When we begin to search for a mental model to describe some phenomena, whether it be patterns of black and white on a page, or the way in which our actions will affect a friend, I am suggesting we settle into a puddle of likely options, and when not actively investing energy into the question, we are likely to freeze into a specific model.

## What does this approach retrodict, or better, forbid?

Because our minds have limited energy, the process of maintaining an uncertain stance should be difficult. This seems to be borne out by personal and anecdotal experience, but I have not yet searched the academic literature to find more specific validation.

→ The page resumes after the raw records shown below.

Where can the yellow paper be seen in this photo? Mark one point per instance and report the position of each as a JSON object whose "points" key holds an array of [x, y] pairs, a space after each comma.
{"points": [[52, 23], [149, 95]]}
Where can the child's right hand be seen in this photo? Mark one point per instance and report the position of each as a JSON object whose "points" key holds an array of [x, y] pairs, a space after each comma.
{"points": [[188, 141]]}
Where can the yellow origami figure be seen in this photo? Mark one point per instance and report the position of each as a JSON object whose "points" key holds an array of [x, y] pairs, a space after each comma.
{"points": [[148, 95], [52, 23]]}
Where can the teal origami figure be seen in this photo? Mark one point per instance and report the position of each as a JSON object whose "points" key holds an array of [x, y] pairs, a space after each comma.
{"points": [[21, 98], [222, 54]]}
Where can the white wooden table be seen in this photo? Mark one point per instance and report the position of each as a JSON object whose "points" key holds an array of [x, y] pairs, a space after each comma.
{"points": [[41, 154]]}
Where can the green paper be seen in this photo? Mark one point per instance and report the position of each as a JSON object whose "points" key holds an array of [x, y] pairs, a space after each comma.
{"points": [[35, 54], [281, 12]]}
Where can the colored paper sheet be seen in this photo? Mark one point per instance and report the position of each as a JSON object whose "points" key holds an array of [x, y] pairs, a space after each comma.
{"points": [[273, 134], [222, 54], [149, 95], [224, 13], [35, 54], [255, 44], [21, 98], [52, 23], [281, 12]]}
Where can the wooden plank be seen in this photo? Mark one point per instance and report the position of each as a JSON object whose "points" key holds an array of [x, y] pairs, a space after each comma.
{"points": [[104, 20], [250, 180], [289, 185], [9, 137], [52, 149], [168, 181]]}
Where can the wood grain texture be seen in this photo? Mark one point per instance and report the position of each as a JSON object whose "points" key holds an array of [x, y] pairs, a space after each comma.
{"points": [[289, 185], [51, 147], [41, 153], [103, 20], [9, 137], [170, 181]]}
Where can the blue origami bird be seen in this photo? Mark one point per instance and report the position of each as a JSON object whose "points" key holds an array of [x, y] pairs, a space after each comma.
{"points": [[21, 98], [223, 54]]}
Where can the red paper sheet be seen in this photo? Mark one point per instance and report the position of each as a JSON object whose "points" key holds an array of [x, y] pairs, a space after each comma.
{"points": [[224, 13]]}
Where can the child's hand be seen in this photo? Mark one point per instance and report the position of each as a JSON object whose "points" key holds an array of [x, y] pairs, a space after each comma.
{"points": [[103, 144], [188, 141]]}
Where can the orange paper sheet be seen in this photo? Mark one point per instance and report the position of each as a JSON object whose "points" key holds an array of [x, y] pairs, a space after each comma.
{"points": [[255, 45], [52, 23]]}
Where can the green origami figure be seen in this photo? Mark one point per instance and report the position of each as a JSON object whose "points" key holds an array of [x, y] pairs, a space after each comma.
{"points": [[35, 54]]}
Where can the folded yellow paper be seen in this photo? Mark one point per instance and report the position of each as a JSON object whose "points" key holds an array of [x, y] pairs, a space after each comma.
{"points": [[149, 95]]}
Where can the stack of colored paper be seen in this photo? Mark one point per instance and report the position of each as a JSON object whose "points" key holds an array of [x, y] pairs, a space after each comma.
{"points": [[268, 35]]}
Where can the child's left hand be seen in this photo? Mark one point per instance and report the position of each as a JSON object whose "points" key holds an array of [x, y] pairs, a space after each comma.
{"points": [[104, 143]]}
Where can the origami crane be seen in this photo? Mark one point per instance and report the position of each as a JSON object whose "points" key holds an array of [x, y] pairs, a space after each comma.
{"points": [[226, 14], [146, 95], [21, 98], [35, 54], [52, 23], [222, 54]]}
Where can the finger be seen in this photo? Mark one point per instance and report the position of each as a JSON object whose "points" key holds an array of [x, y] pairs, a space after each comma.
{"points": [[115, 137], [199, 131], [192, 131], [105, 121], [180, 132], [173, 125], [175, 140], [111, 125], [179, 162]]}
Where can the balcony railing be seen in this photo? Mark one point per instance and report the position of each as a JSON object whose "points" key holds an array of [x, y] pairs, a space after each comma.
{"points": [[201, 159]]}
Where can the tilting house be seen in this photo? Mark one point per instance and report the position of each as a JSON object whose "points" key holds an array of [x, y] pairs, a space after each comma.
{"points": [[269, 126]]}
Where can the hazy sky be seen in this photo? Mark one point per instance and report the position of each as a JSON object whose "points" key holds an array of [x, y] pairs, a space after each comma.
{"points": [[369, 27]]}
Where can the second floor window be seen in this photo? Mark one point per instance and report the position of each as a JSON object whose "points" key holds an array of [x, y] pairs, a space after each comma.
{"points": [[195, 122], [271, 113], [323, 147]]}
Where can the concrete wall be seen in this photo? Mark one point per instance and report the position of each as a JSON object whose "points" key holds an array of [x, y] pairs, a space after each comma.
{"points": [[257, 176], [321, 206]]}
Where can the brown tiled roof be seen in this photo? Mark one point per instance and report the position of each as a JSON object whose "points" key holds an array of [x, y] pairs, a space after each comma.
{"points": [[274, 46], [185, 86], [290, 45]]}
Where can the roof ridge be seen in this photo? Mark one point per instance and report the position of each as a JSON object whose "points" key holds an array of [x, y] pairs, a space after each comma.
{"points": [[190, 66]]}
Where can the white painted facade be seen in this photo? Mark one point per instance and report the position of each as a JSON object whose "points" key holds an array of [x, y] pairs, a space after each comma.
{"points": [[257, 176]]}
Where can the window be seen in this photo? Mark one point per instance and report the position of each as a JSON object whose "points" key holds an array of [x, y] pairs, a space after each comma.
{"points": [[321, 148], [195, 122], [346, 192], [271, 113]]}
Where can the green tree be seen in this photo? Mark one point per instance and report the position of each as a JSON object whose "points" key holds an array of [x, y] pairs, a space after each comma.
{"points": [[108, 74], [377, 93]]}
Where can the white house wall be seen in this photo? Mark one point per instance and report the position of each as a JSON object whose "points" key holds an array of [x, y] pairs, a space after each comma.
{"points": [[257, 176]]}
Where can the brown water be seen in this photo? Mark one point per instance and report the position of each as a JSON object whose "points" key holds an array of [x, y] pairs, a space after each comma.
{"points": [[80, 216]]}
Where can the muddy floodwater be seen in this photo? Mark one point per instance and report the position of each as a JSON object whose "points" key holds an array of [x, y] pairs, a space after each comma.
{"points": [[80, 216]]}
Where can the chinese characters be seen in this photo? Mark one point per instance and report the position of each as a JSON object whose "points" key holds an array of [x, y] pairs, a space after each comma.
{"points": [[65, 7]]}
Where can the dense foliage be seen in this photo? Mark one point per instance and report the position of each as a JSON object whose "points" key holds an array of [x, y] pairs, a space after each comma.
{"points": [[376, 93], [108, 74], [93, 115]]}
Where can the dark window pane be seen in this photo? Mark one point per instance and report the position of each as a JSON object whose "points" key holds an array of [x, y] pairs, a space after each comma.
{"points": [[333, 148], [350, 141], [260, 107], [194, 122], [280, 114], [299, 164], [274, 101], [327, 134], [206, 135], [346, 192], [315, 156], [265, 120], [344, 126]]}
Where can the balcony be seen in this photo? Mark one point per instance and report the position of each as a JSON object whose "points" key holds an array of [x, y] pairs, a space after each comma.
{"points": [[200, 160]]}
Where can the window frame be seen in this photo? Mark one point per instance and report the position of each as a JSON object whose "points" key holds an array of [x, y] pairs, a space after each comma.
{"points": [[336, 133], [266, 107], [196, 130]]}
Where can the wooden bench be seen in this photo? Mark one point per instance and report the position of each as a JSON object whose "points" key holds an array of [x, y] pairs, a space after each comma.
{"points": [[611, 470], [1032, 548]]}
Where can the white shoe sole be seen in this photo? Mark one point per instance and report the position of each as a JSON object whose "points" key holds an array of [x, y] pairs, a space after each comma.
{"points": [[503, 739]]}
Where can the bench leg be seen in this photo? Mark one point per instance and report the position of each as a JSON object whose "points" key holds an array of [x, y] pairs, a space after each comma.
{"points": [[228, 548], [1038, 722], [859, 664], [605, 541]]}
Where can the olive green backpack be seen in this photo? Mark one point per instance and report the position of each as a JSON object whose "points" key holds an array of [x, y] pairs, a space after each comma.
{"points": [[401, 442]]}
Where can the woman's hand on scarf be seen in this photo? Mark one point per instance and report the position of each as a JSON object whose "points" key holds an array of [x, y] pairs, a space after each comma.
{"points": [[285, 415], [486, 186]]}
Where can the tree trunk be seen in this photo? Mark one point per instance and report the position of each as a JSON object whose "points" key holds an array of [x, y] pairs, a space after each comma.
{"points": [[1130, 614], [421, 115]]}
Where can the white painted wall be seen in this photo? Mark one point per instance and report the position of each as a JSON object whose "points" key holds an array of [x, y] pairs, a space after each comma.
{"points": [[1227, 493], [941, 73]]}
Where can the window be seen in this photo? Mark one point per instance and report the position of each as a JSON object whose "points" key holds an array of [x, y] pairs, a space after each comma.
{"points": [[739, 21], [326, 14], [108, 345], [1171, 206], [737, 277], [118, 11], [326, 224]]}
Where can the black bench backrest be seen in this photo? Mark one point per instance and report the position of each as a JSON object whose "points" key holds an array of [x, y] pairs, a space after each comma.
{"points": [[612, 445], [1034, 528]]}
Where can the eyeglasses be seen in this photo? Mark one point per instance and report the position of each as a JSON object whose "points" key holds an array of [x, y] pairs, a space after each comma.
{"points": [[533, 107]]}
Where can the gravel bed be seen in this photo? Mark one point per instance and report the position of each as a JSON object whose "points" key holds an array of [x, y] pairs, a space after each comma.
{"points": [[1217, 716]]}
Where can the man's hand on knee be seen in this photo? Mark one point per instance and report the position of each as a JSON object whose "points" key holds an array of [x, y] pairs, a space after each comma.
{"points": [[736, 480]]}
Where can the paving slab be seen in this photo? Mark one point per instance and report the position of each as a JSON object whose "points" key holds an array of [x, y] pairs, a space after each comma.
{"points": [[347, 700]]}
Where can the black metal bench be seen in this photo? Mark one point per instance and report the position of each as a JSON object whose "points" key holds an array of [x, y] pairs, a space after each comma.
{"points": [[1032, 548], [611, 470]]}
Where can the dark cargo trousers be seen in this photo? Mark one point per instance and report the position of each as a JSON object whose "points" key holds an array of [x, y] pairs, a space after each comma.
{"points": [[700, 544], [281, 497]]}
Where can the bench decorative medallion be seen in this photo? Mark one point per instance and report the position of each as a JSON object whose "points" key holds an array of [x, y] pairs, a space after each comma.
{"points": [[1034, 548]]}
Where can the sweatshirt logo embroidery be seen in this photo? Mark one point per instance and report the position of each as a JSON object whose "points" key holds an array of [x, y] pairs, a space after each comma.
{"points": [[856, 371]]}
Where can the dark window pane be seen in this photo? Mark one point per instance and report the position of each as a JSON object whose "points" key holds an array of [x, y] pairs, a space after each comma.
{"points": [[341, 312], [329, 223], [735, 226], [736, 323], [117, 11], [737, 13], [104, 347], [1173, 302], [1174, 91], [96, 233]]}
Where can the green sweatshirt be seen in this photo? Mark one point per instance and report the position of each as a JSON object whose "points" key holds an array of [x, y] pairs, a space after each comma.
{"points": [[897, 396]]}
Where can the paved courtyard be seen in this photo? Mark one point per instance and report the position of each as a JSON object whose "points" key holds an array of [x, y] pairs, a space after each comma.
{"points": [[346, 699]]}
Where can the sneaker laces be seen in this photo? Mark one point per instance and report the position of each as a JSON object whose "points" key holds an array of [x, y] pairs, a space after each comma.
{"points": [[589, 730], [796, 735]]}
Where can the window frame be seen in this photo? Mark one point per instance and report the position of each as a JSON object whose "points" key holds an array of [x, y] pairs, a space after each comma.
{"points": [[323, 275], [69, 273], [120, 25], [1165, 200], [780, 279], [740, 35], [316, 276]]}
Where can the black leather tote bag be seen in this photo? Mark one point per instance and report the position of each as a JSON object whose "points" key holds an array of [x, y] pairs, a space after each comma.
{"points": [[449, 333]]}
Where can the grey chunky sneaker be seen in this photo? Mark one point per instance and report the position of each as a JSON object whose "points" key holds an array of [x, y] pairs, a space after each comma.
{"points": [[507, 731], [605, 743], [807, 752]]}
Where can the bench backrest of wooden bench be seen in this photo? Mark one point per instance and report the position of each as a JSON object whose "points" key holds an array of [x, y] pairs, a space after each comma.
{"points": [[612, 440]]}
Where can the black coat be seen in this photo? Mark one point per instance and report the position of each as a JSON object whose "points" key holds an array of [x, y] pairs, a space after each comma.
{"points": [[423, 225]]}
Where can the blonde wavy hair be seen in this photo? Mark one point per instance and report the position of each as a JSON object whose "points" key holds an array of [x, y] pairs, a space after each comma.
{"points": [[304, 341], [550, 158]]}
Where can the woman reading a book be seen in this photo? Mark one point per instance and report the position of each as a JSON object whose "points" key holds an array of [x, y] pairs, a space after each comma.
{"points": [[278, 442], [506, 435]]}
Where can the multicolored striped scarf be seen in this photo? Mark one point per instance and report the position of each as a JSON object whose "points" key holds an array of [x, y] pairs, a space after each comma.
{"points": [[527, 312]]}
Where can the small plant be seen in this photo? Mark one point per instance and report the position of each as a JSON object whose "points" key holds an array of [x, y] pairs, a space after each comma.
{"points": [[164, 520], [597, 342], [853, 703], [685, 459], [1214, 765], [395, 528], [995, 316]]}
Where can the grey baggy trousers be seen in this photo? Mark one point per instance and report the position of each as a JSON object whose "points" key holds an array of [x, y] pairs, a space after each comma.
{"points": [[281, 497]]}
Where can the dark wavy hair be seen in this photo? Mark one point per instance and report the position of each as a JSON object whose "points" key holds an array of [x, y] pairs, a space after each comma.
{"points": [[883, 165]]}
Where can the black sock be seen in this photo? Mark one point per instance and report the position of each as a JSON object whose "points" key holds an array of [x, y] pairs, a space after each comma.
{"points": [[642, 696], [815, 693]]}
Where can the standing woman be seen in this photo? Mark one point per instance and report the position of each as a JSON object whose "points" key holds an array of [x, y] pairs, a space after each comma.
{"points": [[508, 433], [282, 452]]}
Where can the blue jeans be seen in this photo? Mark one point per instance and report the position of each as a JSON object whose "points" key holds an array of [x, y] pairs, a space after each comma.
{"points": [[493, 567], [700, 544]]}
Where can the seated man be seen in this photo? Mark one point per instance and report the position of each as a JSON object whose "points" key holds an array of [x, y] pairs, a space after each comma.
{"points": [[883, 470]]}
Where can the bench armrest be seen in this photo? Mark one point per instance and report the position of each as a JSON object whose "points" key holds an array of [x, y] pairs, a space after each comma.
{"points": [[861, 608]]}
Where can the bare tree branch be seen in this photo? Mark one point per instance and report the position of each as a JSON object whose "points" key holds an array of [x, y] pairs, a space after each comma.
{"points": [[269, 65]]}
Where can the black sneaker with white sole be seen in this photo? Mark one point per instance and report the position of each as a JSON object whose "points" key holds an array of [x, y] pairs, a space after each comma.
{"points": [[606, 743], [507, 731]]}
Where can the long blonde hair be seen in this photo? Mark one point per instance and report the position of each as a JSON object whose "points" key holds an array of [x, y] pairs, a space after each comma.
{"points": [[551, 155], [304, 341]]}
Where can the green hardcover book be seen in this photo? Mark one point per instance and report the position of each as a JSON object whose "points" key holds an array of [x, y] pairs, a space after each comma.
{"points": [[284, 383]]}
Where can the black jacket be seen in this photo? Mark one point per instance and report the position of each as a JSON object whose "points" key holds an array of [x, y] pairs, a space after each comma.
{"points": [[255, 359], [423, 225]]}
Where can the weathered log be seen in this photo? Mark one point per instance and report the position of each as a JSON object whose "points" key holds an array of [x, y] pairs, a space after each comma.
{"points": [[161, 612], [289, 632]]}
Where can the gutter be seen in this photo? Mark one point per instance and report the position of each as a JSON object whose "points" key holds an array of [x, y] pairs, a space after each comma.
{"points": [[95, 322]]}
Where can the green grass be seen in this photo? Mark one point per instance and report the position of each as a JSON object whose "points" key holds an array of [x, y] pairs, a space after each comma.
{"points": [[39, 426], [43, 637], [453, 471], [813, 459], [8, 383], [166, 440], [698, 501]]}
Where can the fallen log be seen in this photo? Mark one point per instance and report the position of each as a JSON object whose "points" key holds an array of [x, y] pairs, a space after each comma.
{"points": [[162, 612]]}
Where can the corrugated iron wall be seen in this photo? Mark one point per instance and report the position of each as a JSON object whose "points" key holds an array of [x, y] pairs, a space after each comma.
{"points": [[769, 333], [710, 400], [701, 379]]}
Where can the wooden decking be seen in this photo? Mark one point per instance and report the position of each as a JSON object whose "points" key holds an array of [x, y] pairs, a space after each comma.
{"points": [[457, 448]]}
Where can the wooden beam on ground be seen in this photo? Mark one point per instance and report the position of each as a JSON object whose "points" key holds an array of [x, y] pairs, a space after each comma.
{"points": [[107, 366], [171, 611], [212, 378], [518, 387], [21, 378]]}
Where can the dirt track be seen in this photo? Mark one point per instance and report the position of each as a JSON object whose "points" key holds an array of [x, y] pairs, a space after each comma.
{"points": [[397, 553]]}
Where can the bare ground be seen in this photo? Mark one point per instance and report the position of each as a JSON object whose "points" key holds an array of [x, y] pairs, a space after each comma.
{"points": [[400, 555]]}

We should have more trouble updating away from a current model than we do arriving at that new model from the beginning. As Heuer puts it, “Initial exposure to… ambiguous stimuli interferes with accurate perception even after more and better information becomes available.” He notes that this was shown in Brunder and Potter, 1964 “Interference in Visual Recognition,” and that “the early but incorrect impression tends to persist because the amount of information necessary to invalidate a hypothesis is considerably greater than the amount of information required to make an initial interpretation.”

## Potential avenues of further thought

The pressure of evidence should reduce the mental effort needed to switch models, but “leaky” hypothesis sets, where a class of model is not initially considered, should allow the pressure to metaphorically escape into the larger hypothesis space.

There is a potential for making this analogy more exact, but discussing entropy in graphical models (Bayesian Networks), especially in sets of graphical models with explicit uncertainty attached. I don’t have the math needed for this, but would be interested in hearing from those who did.

[1] I would like to thank both Abram Demski (Interviewed here) from providing a link to this material, and my dissertation chair, Paul Davis, who was able to point me towards how this has been used and extended in the intelligence community.

[2] There is a follow up book and training course which is also available, but I've neither read it nor seen it online. A shorter version of the main points of that book is here (PDF), which I have only glanced through.

[3] Eliezer discusses this idea in Entropy and short codes, but I’m heading a slightly different direction.

[4] We have a LW Post, Entropy and Temperature that explains this a bit. For a different, simplified explanation, try this: http://www.nmsea.org/Curriculum/Primer/what_is_entropy.htm. For a slightly more complete version, try Wikipedia: https://en.wikipedia.org/wiki/Introduction_to_entropy. For a much more complete version, learn the math, talk to a PhD in thermodynamics, then read some textbooks yourself.

[5] I think this, of course, because I was initially heading in that direction. Instead, I realized there was a better analogy – but if we wanted to develop it in this direction instead, I’d point to the phase change energy required to changed phases of matter as a reason that our minds have trouble moving from their initial estimate. On reflection, I think this should be a small part of the story, if not entirely negligible.